Alors il est vrai que la cavalcade de "We Rock" fait au moins aussi bien qu’"Holy Diver", et que l’album propose une série de titres très réussis en tant que parfaits petits exemples de compositions Heavy avec des soli virtuoses et des interprétations dévastatrices… Auxquelles il manque néanmoins un supplément d’âme : "Breatless", le speed "I Speed the Night", les (peut-être trop) caricaturaux "Evil Eyes" et "Eat Your Heart Out", et enfin "Mystery", le passable "Rainbow in the Dark" de la galette.
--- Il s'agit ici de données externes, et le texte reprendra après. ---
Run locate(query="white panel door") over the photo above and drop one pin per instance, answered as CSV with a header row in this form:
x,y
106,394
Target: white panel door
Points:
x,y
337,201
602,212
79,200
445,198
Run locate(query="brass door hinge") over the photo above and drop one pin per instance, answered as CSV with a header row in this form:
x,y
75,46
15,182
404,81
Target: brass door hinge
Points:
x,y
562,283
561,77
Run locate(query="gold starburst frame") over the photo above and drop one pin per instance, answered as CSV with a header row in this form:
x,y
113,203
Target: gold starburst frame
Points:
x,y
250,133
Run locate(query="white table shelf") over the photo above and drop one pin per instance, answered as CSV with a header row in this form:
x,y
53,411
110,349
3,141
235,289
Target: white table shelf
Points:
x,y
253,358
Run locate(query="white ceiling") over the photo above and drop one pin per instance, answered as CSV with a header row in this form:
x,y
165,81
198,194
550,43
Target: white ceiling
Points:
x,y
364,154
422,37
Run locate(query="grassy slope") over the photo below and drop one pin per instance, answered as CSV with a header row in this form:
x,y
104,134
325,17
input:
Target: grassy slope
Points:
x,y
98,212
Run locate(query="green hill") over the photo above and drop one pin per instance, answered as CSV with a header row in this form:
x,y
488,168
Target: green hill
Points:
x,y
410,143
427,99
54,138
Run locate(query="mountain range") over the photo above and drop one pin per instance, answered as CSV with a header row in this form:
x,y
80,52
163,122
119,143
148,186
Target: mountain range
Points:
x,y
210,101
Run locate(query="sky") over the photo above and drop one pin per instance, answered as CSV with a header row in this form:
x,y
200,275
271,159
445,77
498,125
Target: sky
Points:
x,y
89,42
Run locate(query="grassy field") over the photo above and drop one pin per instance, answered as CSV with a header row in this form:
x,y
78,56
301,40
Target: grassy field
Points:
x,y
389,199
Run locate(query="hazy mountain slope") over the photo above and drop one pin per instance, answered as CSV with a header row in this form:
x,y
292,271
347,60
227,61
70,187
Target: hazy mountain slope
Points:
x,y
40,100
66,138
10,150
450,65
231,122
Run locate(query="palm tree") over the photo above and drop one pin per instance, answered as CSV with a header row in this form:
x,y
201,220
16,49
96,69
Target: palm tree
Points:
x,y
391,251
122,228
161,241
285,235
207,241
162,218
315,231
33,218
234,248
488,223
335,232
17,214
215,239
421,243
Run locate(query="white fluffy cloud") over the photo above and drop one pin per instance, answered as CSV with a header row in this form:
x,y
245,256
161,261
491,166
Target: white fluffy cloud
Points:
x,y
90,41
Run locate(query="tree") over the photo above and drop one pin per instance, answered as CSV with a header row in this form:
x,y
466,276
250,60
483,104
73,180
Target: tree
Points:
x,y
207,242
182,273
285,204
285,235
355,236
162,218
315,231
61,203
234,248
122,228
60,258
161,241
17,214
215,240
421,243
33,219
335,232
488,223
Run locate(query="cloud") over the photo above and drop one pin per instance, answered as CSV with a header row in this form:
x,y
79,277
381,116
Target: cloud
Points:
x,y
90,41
Le problème vient principalement de l’absence de particularités qui permettraient de démarquer le combo : de la part d’une foule de petites formations anonymes, de tels morceaux auraient suffi à crier à l’injustice pour un tel manque de reconnaissance, mais on a le droit (et même le devoir) d’être très exigeants avec un groupe mené par Ronnie James Dio, non ?
Et pourtant… Et pourtant, on finit par céder à la tentation, comme lors du mid-tempo shakespearien "One Night in the City" aux thèmes éculés et aux détours presque FM (les claviers – xylophones). En outre, l’album fait mieux qu’ Holy Diver en ajoutant un soupçon d’épique avec "The Last in Line" d’abord - ses quelques arpèges, ses riffs et claviers cérémoniaux, son solo magique – puis, de façon beaucoup moins sobre, avec "Egypt (The Chains Are On)", qui a pu servir de patron aux futurs opéras metaliques d’Avantasia.
Qui peut se vanter de ne jamais être victime des produits calibrés dans des manufactures ? Je n’ai pas de Nike aux pieds et je ne mange pas de Nutella, mais j’avoue céder au plaisir d’un bon album de Dio. Et s’il fallait n’en conserver qu’un, ce serait sans hésiter The Last in Line.
À écouter : "We Rock", "The Last in Line", "One Night in the City"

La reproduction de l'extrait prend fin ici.